Sweet Promised Land and the Joys of Robert Laxalt

 

Anyone with a history  in Nevada will recognize the name Laxalt.  Paul Laxalt was Nevada’s governor from 1967 to 1971 and then beat  Harry Reid for the US Senator seat which he held through 1987.   His political legacy is solid, and his career started as a boy when he rubbed shoulders with politicians in his family’s Basque hotel, later the Ormsby House, in Carson City.  His extensive family is entwined throughout Northern Nevada’s public life and history.

His younger brother Robert though, is the one with a hold on me.  Robert Laxalt ( 1923-2001) is an author at the top of the list that I Must Have Shelf Space For.  Laxalt began his career as a journalist, and his spare, to the point, and vivid writing in both fiction and nonfiction works reflects that training.  He is often compared to Ernest Hemingway who had a similar journalism background.  He writes about Basque American sheepherders, the sagebrush, and family.  If you know Nevada or the intermountain West, you know these people and places,  If  not, you want to know them.

Sweet Promised Land, Laxalt’s first book from 1957,  is based on a trip he and his Basque immigrant father Dominque took to the homeland after Dominque’s 50 years in the deserts and mountains of Northern Nevada.  Appreciation and affection grows for his father in the process, and we come to love and appreciate the whole family before the book ends.  Sweet Promised Land , in fact, is frequently credited with winning elections for Paul, but politics aside, this is a beautiful family story, an immigrant story, a coming home story.  I recommend it to everyone.

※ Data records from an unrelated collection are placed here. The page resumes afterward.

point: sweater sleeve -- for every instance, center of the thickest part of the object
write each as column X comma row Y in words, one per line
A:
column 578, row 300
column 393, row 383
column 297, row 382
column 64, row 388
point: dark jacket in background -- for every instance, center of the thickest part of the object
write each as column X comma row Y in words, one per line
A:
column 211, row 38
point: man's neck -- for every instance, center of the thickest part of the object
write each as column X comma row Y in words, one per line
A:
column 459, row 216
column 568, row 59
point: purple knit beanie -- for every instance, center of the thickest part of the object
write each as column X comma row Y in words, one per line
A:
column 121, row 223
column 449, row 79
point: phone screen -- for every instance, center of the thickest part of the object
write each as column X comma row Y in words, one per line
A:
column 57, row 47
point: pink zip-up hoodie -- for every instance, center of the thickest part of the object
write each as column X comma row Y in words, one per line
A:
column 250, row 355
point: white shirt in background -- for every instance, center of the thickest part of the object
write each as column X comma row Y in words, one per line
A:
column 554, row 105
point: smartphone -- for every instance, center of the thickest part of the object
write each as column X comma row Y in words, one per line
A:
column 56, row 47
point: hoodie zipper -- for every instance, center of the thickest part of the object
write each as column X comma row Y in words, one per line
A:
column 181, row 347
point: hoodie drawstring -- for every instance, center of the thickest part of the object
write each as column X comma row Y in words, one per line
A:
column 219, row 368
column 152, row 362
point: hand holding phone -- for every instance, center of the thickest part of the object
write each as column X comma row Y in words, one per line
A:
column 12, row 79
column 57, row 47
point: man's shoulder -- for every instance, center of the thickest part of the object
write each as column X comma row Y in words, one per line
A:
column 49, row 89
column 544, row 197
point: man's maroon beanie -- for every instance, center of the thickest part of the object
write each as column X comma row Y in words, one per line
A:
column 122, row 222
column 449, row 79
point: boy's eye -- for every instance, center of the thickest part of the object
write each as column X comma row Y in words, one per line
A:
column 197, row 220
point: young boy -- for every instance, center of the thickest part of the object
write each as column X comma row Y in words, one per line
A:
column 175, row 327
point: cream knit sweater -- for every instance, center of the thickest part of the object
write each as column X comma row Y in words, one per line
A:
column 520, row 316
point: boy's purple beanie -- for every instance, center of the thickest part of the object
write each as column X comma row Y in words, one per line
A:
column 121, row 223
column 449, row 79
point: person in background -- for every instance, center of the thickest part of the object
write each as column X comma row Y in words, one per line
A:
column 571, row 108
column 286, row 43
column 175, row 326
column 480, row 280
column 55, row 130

Charles Kuralt’s review of a later book says, “Somewhere along the line, many of our writers have forgotten how to tell stories, set in places the reader can see and feel and smell with the characters the reader cares about.  Robert Laxalt hasn’t forgotten how.  He has written a yarn that I, for one, believe and cannot get out of my head.”   Readable but rich, action packed, likeable characters- these ingredients add up to a satisfying book for young adults, and Sweet Promised Land was actually a Weekly Reader publication for many years.  When Laxalt helped found the University of Nevada Press, his books were then all published by the small university press and continue to be a mainstay of the UNR backlist.

Laxalt followed Sweet Promised Land with a dozen more Basque-American stories, some loosely based on his family history, some focused more on the Basque homeland.  A Cup of Tea in Pamplona about smugglers in the Basque Pyrenees is colorful and riveting.  A Man in the Wheatfield features Italian immigrants to Nevada, and is probably the most complex and ambiguous of his fiction works.  The American Library Association named it one of the most Notable Works of Fiction in 1964, on the list with Ernest Hemingway and Saul Bellow.  The Basque Hotel, nominated for a Pulitzer Prize, brings in more of the family’s hotel heritage and Laxalt’s strong, competent mama.  Nevada, A Bicentennial History of course tops the nonfiction list.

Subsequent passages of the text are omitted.